Well Mueller and Weisman certainly use the tactic "all the time" of withholding exculpatory evidence all while putting pressure on the defendant- which is why he has had so many cases overturned for that very reason.

Also, it is not legally as clear as you think. Prosecutors do of course have the power to ramp up charges and then ramp them down in return for something of value. But forcing a plea deal based on evidence obtained from a bogus warrant is another matter altogether, and then withholding the notes from the FBI Agent/Strok which stated that he did not think Flynn was lying is even another matter on top of that.

And yes, FBI Agents do illegal things and deny defendants of their rights in order to get cooperation. That does not mean it holds up in court -if exposed.
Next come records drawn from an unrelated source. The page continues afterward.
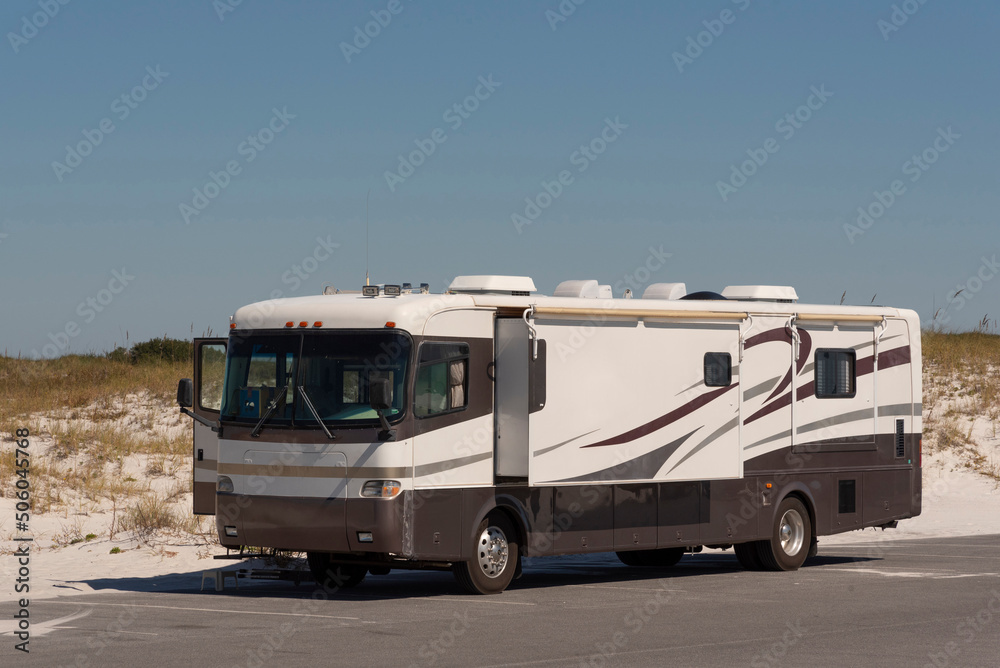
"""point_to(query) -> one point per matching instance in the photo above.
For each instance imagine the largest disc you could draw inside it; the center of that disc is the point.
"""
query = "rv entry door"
(511, 397)
(209, 372)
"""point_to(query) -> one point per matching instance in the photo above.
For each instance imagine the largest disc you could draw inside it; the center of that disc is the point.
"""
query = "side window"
(718, 369)
(442, 379)
(836, 377)
(213, 372)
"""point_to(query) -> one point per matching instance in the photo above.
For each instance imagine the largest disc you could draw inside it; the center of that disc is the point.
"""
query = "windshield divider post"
(312, 409)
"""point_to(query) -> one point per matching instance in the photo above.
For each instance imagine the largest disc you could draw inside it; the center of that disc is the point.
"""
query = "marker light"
(385, 489)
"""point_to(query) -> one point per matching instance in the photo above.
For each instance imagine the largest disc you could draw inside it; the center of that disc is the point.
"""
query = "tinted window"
(441, 384)
(835, 374)
(718, 369)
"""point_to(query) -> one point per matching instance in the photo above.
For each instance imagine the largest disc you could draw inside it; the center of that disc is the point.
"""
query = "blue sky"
(681, 126)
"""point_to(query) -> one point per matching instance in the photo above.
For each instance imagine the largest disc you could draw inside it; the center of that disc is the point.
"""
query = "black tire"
(813, 549)
(333, 578)
(496, 557)
(791, 538)
(746, 554)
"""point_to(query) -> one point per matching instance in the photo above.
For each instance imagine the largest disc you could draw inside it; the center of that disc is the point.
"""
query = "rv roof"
(497, 285)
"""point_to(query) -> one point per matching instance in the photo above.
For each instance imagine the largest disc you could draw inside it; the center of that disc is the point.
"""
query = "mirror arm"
(205, 421)
(386, 434)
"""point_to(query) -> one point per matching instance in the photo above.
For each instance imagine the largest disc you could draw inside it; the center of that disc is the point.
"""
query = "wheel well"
(805, 501)
(515, 520)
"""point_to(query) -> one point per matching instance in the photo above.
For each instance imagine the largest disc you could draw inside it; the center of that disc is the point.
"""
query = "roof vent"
(665, 291)
(761, 293)
(581, 289)
(493, 285)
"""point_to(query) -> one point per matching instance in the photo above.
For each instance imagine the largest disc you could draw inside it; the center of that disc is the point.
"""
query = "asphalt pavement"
(932, 602)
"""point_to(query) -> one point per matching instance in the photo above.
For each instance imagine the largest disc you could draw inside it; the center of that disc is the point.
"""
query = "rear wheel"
(495, 558)
(334, 577)
(791, 538)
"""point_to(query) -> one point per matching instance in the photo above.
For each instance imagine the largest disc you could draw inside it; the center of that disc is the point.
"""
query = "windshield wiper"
(312, 409)
(271, 407)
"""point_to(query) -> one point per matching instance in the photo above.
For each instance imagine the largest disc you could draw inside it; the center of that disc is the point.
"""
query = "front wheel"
(791, 538)
(495, 557)
(332, 578)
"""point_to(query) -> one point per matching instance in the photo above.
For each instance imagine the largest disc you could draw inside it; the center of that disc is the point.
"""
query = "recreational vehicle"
(396, 428)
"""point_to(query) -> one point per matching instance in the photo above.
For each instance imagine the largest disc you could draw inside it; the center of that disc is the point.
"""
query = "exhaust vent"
(761, 293)
(518, 286)
(671, 291)
(582, 290)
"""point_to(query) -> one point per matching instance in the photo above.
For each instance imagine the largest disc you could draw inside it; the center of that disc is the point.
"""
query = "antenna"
(366, 235)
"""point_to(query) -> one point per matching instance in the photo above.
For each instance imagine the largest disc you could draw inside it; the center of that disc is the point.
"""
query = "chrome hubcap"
(791, 532)
(492, 552)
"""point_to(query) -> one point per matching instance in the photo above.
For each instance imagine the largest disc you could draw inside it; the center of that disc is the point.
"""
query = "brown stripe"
(281, 471)
(663, 421)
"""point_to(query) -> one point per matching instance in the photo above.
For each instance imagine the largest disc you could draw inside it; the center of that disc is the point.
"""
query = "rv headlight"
(385, 489)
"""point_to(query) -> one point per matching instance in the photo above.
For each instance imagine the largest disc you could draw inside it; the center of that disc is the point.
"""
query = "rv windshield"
(334, 368)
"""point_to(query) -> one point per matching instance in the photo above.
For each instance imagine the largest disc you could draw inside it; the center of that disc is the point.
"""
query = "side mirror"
(185, 393)
(380, 394)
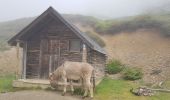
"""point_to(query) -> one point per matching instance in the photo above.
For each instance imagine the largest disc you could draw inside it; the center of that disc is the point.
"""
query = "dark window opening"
(74, 45)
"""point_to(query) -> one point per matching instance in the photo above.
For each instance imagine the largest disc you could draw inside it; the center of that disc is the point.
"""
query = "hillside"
(138, 41)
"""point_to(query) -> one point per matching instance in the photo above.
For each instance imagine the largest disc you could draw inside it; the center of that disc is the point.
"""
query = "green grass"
(6, 83)
(110, 89)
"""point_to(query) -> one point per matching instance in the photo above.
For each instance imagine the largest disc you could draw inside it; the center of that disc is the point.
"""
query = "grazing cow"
(74, 71)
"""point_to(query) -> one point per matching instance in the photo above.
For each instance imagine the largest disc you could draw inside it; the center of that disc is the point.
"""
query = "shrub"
(114, 66)
(132, 74)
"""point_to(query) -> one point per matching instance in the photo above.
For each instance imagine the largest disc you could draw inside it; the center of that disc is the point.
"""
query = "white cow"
(74, 71)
When a prosecutor pressures a defendant too much it often works against them in court too. And Mueller knows that as well. You take a guy like Flynn or one of these other actors who repeatedly has no testimony to help convict Trump, then suddenly after you threaten to send his son to jail he has testimony. Defense attorneys can and do give juries reasons to think about that. And then the prosecutor tries to counter-argue "but he would never lie" and the defense says "oh yeh, isn't this the same guy you charged with perjury?" Nice.
 
Any of you not feeling for flynn or not concerned about the constitution and liberty...
Imagine you were faced with power of a Federal Prosecutor, you had limited funds, you sons liberty was threatened and the sobs did not present to you the exculpatory info you should have received. (if they happened)

That is not what liberals from the 60 or 70s... would have wanted. They fought the man.
Now you are are fighting for bigger govt and bigger abuses.

This is why I say you lefties are pre fascists and you don't even realize it.
Liberals fight for freedom and liberty.